It was different, Cheryl Reeve said, in the best of ways.
Reeve, the Lynx general manager and coach, was talking from Sydney late Saturday afternoon Minnesota time, early Sunday morning in Australia.
She hadn't gotten much sleep.
The night before, Reeve ended her first FIBA World Cup run as head coach of Team USA with an 83-61 victory over China in the title game, the biggest margin of victory in a title game in the history of the tournament.
"I was on a mission here to enjoy coaching," said Reeve, getting her first shot at being head coach of the team after years as an assistant. "To enjoy the people. And to do it in a way where we could all have fun."
That was only one of the ways it felt different. Remember the Tokyo Olympics? Team USA, filled with multiple gold-medal winners such as Diana Taurasi, Sue Bird and Sylvia Fowles, won again, of course.
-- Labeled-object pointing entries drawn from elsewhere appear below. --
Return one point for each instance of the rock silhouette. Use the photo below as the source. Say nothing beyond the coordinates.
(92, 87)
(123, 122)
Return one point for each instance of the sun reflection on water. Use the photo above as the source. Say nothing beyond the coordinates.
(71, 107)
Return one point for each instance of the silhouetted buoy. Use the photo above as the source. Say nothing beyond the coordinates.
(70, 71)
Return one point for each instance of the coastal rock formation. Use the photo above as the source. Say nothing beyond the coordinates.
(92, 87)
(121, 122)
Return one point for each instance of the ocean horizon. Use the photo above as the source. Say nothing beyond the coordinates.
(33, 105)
But it took awhile for the team to really click, and throughout that tournament the lofty expectations seemed to weigh down a team that won Olympic gold for the seventh time in a row.
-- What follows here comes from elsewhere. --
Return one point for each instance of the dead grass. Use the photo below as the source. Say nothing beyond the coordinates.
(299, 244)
Not this time. This was a vastly different team. No Bird, Taurasi, Fowles, Tina Charles, Brittney Griner. Only five members of this World Cup team had played for Team USA before. There were six newcomers, led by Alyssa Thomas, who also happened to be the only player on the team not in her 20s.
There were some who thought a Team USA squad in transition might be ripe for an upset. Not so much.